The paper assemblages are used as vehicles to unite unlikely elements -old and new, natural and man-made- to create one cohesive piece representative of unity and our binding humanity. Much like paper, reality can be rewritten and reassembled; it is fluid and ever-changing. “Rewriting” invites the audience to inspect our ephemeral nature and the human ability to heal, mend, and alter reality.

UNITY


UNITY
was presented at the Instituto Cultural de México, located at the Mexican Consulate in Miami, as part of the exhibition Un Beso a Mi Tierra. It is a deeply personal installation that seeded a body of work centered on memory, transformation, and healing. The project weaves together layers of symbolism drawn from my grandmother’s history and from what Mexico has represented to my family.


The installation features my first bronze sculpture, multiple ceramic works, and thirteen embossed paper pieces—each a reflection on ritual, intention, and continuity. These elements are interwoven with ancestral and Mayan symbolism, particularly the use of materials such as obsidian and copal, long associated with protection, purification, and spiritual healing.

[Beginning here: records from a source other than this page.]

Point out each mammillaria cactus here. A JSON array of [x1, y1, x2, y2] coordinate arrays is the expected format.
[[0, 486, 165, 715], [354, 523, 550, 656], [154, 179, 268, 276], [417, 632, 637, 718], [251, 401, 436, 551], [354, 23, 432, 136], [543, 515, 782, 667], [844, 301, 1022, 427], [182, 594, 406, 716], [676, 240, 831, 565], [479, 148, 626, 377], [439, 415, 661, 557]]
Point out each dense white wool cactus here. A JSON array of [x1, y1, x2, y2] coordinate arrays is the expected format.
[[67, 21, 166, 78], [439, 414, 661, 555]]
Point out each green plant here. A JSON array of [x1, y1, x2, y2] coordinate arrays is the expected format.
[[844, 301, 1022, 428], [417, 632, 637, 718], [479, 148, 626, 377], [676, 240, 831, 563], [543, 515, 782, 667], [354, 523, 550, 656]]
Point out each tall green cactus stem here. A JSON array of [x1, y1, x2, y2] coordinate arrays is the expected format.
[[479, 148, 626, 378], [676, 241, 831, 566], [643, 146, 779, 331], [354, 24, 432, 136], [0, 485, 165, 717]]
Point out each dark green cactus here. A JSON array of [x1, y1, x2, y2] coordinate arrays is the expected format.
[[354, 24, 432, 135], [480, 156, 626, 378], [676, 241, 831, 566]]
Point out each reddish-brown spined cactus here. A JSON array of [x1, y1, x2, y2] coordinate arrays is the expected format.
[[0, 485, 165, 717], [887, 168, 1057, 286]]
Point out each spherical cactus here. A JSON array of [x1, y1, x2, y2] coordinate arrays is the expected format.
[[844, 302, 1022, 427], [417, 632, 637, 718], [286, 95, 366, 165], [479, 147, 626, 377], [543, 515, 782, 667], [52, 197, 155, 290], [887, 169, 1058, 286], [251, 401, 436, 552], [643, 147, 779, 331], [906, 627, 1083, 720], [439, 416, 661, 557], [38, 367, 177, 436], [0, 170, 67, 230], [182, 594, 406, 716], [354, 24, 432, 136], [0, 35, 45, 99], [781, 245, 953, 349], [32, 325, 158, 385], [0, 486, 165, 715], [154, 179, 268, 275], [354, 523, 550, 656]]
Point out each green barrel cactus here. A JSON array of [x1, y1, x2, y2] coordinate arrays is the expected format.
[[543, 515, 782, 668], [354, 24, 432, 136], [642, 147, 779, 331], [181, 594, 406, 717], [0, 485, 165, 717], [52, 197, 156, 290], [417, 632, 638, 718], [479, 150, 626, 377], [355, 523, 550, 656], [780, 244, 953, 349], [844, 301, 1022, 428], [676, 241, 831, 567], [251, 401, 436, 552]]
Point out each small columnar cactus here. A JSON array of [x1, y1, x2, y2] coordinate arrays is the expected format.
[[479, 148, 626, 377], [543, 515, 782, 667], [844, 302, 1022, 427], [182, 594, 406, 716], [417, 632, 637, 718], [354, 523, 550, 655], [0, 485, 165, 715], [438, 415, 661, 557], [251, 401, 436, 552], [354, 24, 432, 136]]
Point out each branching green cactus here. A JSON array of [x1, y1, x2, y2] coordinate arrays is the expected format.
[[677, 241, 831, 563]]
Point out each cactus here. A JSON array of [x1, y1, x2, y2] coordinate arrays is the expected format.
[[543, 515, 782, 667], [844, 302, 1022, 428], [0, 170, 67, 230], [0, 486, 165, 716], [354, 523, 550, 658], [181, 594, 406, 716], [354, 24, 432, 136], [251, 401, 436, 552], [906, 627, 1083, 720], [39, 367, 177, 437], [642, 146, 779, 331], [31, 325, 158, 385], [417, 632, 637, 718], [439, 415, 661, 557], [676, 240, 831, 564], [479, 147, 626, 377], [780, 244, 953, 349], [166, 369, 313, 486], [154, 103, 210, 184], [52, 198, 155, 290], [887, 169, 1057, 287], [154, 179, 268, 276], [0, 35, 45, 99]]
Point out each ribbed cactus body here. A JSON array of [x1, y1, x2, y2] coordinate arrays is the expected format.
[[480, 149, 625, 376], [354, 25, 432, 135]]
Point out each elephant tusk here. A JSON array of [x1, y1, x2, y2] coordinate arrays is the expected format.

In creating UNITY, I began to uncover resonances between my grandmother’s lived experience and the ancestral practices of Mexico. What began as an art installation has since expanded into an exploration of the mystical intersections between migration, ritual, and inner landscapes—threads that continue to shape my artistic practice.

ÁMATE

Ámate is an immersive art installation inspired by ancestral paper techniques, particularly the Mexican Amate paper tradition. Artist Karla Kantorovich invites visitors on a transformative journey of healing, love, and self-discovery through a contemporary interpretation of handmade paper works using locally sourced recycled materials.